蒲田学校薬剤師会の紹介

プール水の検査について

 学校薬剤師会より
「プール水中の総トリハロメタン」 平成13年7月24日の厚生労働省の遊泳用プールの衛生基準の改訂に伴い、学校環境衛生の基準が改訂され、平成14年度より学校プール水質検査項目に「総トリハロメタン」が、追加されます。

遊泳用プールの衛生基準
総トリハロメタンは、暫定目標値として、おおむね0.2mg/L以下が望ましい。



1.総トリハロメタンとは、浄水過程で、水中のフミン質(植物などが微生物により分解され生成した雑多な有機化合物からなる高分子化合物)等の有機物質と消毒剤の遊離塩素が反応して生成される副生成物(クロロホルム、ブロモジクロロメタン、ジブロモクロロメタン、ブロモホルムの4種類)の濃度の総和です。
クロロホルム ブロモジクロロメタン ジブロモクロロメタン ブロモホルム

2.トリハロメタンの水質基準は、発ガン性を考慮して決められた水質項目です。これは、アメリカ国立ガン研究所の実験結果からクロロホルムが、ヒトに対して発ガン危険性の可能性があるグループに属することが分かったために設けられました。
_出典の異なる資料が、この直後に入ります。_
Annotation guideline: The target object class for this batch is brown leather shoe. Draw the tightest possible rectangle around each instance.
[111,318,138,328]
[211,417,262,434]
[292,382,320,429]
3.特に気温が上昇すると、生成されるトリハロメタンの量も増加します。そこで、夏場のプール水中のトリハロメタン濃度の監視も重要となります。目標値を超えた場合は、補水、換水等を行う他、塩素の濃度が過剰とならないよう適切な管理を行わなければなりません。

4.1996年12月改正の水道法では、水道水の総トリハロメタン量が、年間平均で、0.1mg/Lを超えないことと規定されています。これは、大人が1日2Lの水道水を飲用するという前提で計算されています。プール水の場合は、経皮摂取や経気道摂取、誤飲による摂取などが考えられますが、現在のところ知見が十分ではありません。そこで、遊泳用プールの衛生基準では、「総トリハロメタンは、暫定目標値として、おおむね0.2mg/L以下が望ましい。」という表現になっています。